Andrew Brehm ajbrehm at gmail.com
Wed Oct 29 05:26:16 EDT 2008


Hi,

Does this mean that (by design at least) all Cocoa classes and GUI
elements are usable now?

Have they been renamed like in the old Cocoa# or do we finally have
NSString and NSArray to differentiate from .NET Strings and Arrays?

Does everything still work as it did with Cocoa#?
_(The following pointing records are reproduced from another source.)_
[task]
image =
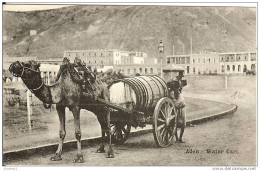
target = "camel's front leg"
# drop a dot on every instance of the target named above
(76, 114)
(62, 132)
(183, 117)
(110, 152)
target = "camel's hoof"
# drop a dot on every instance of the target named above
(79, 159)
(101, 150)
(180, 141)
(110, 155)
(56, 158)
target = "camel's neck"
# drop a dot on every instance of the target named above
(39, 89)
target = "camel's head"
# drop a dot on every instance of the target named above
(18, 69)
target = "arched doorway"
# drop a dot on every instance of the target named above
(222, 68)
(245, 68)
(253, 67)
(228, 68)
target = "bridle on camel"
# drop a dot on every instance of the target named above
(33, 90)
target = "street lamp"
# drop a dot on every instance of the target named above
(161, 50)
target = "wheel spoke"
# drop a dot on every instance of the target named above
(163, 132)
(165, 110)
(166, 136)
(161, 120)
(163, 114)
(124, 130)
(161, 127)
(170, 110)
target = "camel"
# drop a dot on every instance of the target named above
(175, 93)
(66, 92)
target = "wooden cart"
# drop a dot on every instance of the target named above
(153, 107)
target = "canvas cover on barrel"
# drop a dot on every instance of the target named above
(140, 93)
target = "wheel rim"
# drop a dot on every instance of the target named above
(164, 117)
(120, 132)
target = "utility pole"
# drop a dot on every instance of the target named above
(191, 45)
(224, 31)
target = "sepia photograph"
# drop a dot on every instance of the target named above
(129, 84)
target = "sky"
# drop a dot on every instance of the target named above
(31, 7)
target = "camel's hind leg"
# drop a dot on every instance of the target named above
(183, 125)
(62, 132)
(104, 120)
(76, 113)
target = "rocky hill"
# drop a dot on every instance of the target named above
(133, 28)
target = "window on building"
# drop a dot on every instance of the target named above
(245, 68)
(146, 71)
(168, 60)
(228, 68)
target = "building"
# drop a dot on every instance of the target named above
(33, 32)
(98, 57)
(127, 62)
(215, 63)
(237, 62)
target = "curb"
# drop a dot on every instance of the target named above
(69, 145)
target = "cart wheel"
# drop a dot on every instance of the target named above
(181, 123)
(120, 132)
(164, 122)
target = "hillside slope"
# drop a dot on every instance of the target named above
(133, 28)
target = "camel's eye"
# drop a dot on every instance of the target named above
(27, 65)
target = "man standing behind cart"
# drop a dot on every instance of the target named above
(175, 92)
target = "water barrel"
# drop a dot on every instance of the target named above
(148, 90)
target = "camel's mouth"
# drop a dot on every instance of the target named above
(16, 69)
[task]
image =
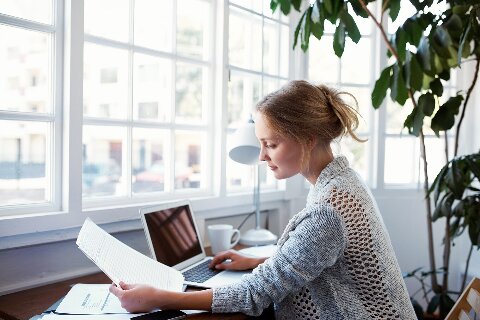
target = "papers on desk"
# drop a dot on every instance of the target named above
(90, 299)
(260, 251)
(52, 316)
(120, 262)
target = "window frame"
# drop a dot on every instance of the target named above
(53, 118)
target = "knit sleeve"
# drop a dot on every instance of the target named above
(314, 244)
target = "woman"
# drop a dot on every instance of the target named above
(334, 259)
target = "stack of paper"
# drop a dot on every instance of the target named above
(122, 263)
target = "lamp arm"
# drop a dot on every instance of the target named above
(256, 195)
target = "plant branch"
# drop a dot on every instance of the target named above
(446, 254)
(431, 250)
(431, 247)
(466, 268)
(469, 92)
(382, 30)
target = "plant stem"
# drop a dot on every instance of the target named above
(466, 268)
(446, 254)
(469, 92)
(431, 248)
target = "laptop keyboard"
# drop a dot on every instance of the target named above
(200, 273)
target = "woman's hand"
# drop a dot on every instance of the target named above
(237, 261)
(138, 298)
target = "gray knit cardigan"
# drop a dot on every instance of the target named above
(333, 261)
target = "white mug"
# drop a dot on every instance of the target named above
(221, 235)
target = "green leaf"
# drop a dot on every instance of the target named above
(426, 103)
(436, 87)
(339, 40)
(401, 43)
(350, 26)
(462, 44)
(381, 85)
(454, 180)
(424, 54)
(297, 30)
(413, 31)
(297, 4)
(305, 30)
(474, 232)
(328, 5)
(316, 11)
(441, 40)
(398, 90)
(394, 6)
(444, 119)
(414, 122)
(474, 167)
(273, 5)
(357, 7)
(433, 304)
(285, 6)
(454, 26)
(413, 72)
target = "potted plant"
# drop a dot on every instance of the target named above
(424, 50)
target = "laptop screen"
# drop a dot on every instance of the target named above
(173, 235)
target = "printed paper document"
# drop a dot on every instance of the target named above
(90, 299)
(120, 262)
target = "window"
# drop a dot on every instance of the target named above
(147, 97)
(29, 104)
(346, 74)
(257, 65)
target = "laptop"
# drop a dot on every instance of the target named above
(174, 240)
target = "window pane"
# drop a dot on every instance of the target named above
(102, 161)
(271, 47)
(239, 176)
(148, 160)
(254, 5)
(269, 85)
(35, 10)
(245, 44)
(189, 92)
(151, 88)
(396, 115)
(193, 18)
(362, 95)
(26, 70)
(435, 156)
(323, 64)
(153, 24)
(285, 50)
(356, 153)
(352, 71)
(189, 167)
(266, 9)
(107, 18)
(25, 164)
(401, 160)
(105, 83)
(243, 94)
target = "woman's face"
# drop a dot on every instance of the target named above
(283, 155)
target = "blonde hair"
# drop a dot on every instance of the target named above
(302, 111)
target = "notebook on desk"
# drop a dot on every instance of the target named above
(174, 240)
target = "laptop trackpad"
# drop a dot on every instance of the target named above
(225, 278)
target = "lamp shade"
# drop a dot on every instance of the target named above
(245, 147)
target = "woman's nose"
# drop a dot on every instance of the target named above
(262, 156)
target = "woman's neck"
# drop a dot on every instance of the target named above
(320, 157)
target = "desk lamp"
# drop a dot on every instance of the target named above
(245, 150)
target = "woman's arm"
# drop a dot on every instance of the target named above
(236, 261)
(143, 298)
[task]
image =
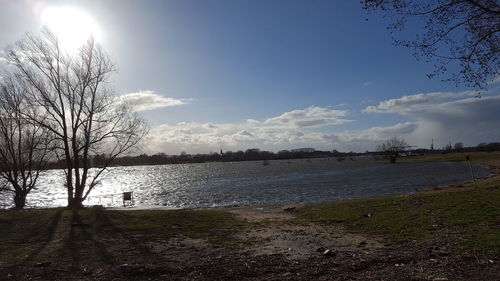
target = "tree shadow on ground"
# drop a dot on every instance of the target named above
(48, 234)
(82, 243)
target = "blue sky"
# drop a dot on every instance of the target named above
(271, 74)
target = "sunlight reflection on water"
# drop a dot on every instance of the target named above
(282, 182)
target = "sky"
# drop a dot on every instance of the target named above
(270, 74)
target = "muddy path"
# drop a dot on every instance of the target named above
(274, 244)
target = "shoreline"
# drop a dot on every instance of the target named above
(427, 237)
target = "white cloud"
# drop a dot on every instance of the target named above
(444, 117)
(290, 130)
(312, 116)
(447, 117)
(148, 100)
(416, 103)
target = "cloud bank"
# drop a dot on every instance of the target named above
(148, 100)
(442, 116)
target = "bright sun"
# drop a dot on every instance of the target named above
(72, 26)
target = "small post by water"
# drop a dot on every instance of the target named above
(471, 171)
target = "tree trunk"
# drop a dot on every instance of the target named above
(20, 200)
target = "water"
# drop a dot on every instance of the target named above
(299, 181)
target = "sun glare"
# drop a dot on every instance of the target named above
(72, 26)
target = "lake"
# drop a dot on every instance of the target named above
(298, 181)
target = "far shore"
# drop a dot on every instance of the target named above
(444, 234)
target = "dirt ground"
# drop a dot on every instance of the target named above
(278, 246)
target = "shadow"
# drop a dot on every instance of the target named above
(49, 234)
(81, 242)
(106, 225)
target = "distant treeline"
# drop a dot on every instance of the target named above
(257, 154)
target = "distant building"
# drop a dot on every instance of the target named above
(305, 149)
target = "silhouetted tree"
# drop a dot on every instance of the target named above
(458, 146)
(393, 147)
(24, 146)
(73, 92)
(466, 32)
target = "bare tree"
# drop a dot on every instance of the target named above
(393, 147)
(73, 92)
(24, 146)
(456, 33)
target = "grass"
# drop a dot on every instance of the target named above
(471, 215)
(97, 235)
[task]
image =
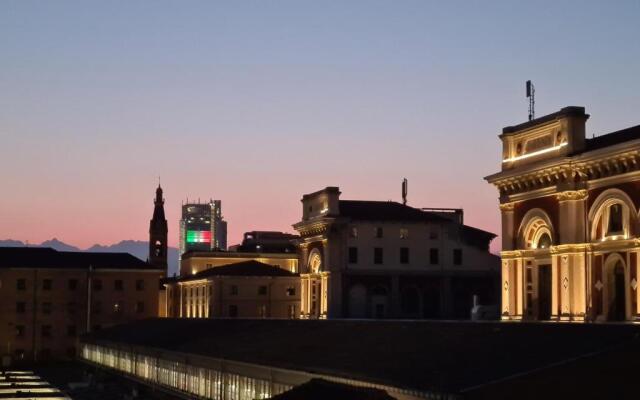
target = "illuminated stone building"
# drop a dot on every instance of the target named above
(197, 261)
(373, 259)
(570, 225)
(49, 298)
(248, 289)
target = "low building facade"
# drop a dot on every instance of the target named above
(248, 289)
(570, 225)
(49, 298)
(196, 261)
(372, 259)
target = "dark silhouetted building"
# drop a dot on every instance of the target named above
(267, 242)
(158, 234)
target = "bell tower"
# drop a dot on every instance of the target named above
(158, 233)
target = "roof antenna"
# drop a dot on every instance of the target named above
(405, 188)
(531, 95)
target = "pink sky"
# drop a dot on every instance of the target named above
(258, 103)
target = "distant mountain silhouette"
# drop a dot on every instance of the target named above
(138, 248)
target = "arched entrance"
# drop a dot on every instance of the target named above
(379, 302)
(616, 296)
(358, 301)
(410, 302)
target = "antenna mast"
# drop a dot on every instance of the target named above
(531, 95)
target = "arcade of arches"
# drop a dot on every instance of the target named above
(595, 279)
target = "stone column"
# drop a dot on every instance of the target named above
(508, 228)
(396, 311)
(578, 287)
(565, 285)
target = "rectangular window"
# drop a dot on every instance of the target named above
(46, 331)
(19, 330)
(377, 255)
(457, 256)
(404, 255)
(433, 257)
(71, 330)
(233, 311)
(18, 354)
(46, 307)
(262, 311)
(353, 255)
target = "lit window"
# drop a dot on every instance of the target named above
(433, 257)
(353, 255)
(404, 255)
(544, 242)
(615, 220)
(377, 255)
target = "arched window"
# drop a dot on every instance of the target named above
(612, 216)
(536, 231)
(615, 220)
(544, 242)
(315, 262)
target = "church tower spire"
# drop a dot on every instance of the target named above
(158, 233)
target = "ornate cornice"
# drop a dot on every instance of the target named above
(568, 195)
(508, 206)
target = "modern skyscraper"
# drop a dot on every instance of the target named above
(158, 233)
(202, 227)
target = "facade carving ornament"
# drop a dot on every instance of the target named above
(507, 206)
(572, 195)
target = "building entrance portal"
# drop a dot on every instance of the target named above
(544, 292)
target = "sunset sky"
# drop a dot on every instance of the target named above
(257, 102)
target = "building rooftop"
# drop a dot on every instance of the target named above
(245, 268)
(46, 257)
(394, 211)
(441, 357)
(613, 138)
(320, 389)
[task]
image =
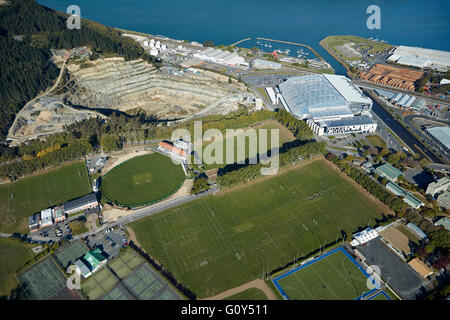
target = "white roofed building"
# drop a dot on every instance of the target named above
(364, 236)
(221, 57)
(330, 103)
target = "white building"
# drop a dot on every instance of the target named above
(444, 200)
(154, 52)
(272, 95)
(442, 184)
(331, 104)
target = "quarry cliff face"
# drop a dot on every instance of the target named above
(124, 85)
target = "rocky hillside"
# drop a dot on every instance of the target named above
(124, 85)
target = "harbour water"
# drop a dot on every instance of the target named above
(403, 22)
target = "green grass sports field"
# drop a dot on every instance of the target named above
(224, 240)
(13, 255)
(142, 179)
(19, 200)
(334, 277)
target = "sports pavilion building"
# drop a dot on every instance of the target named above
(330, 104)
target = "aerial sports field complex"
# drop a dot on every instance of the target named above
(142, 180)
(227, 239)
(332, 276)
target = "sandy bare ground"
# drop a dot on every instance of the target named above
(132, 236)
(257, 283)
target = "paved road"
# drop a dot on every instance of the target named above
(439, 167)
(148, 211)
(370, 85)
(46, 92)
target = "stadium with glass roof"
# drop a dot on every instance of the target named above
(331, 104)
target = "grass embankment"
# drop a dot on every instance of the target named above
(21, 199)
(13, 255)
(249, 294)
(224, 240)
(142, 179)
(241, 146)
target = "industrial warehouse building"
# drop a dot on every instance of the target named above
(408, 198)
(331, 104)
(421, 58)
(441, 135)
(442, 184)
(389, 172)
(221, 57)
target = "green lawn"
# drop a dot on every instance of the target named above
(334, 277)
(13, 255)
(19, 200)
(224, 240)
(249, 294)
(241, 145)
(142, 179)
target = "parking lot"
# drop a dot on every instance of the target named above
(394, 271)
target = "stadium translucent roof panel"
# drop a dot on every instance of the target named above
(310, 92)
(348, 91)
(330, 112)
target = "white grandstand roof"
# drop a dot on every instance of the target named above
(350, 121)
(349, 91)
(330, 112)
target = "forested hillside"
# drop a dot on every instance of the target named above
(24, 63)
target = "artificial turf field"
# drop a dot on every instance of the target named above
(222, 241)
(19, 200)
(331, 277)
(249, 294)
(142, 180)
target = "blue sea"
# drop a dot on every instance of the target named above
(403, 22)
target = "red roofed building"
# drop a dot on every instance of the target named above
(177, 153)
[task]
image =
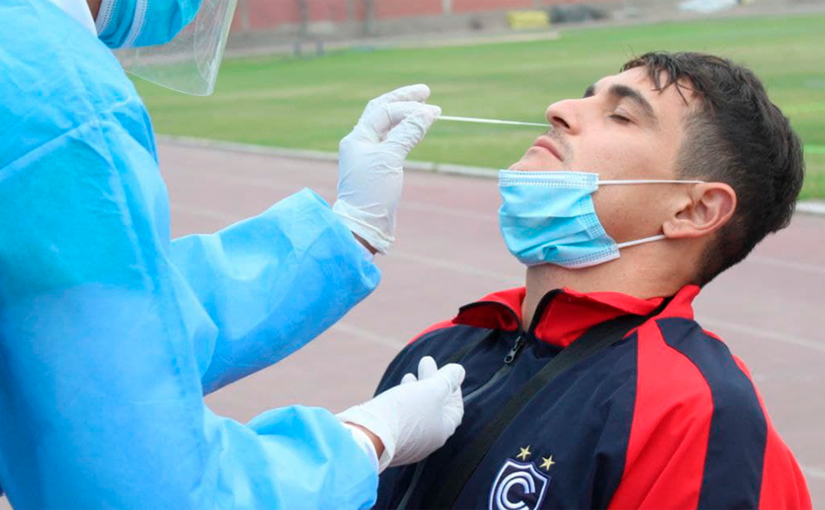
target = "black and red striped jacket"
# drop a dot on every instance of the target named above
(665, 419)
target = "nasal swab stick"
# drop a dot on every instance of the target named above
(492, 121)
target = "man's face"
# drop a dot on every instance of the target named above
(621, 129)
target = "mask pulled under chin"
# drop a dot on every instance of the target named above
(550, 218)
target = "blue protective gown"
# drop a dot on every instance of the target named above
(110, 333)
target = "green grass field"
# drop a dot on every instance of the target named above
(312, 103)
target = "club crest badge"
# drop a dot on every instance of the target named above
(518, 487)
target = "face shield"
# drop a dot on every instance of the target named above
(188, 63)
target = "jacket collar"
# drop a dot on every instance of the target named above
(565, 314)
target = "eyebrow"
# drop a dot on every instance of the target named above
(624, 92)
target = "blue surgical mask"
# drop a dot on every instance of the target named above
(133, 23)
(549, 218)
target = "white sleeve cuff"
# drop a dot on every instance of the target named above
(363, 441)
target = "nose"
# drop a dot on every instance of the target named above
(563, 117)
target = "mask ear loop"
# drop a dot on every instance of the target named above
(647, 181)
(651, 239)
(641, 241)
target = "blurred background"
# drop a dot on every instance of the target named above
(298, 74)
(300, 71)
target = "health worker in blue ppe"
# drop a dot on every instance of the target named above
(111, 332)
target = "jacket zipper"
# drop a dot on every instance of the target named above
(509, 359)
(521, 339)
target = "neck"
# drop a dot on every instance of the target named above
(94, 7)
(644, 271)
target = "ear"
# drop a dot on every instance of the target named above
(706, 208)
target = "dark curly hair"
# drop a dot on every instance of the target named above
(735, 135)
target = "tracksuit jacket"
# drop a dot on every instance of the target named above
(665, 418)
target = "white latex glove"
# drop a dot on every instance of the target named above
(416, 417)
(370, 160)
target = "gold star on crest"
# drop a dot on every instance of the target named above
(524, 453)
(548, 462)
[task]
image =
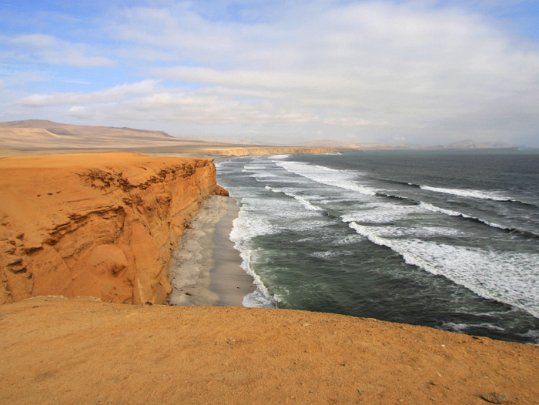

I'll try this out this weekend.

> Message: 8
> Date: Tue, 28 Oct 2008 16:31:17 -0700
> From: Jesse Jones <jesjones at mindspring.com>
> Subject: [Mono-osx] [ANN] mcocoa & mobjc libraries
> To: mono-osx at lists.ximian.com
> Message-ID: <1E7693F9-76FF-4228-964E-BF1EF8689042 at mindspring.com>
> Content-Type: text/plain; charset=US-ASCII; format=flowed; delsp=yes
>
> mcocoa provides C# wrappers around nearly all of Apple's Foundation
> and AppKit frameworks. mobc is a bridge between Mono and Objective-C.
> Together these libraries allow you to write Cocoa applications using
> Mono. These libraries are relatively efficient and unlike similar
> libraries properly handle exceptions in both directions. (These
> libraries were formerly called cocoa3-sharp and objc3-sharp).
>
> The libraries can be found at <http://code.google.com/p/mcocoa/> and <http://code.google.com/p/mobjc/
>  >.
>
> mcocoa has been completely rewritten: instead of a handful of
> experimental hand-written wrappers the wrappers are now generated
> directly from Apple's headers.
>
> mobjc has been simplified quite a bit: the support for formatted
> method calls has been removed, Call methods return System.Object
> instead of Untyped, methods are decorated with the existing
> RegisterAttribute instead of NewMethodAttribute and
> OverrideMethodAttribute, public nullary/unary methods which start with
> a lower case letter are automatically registered, and the typing of
> values passed between managed and native code is not as forgiving.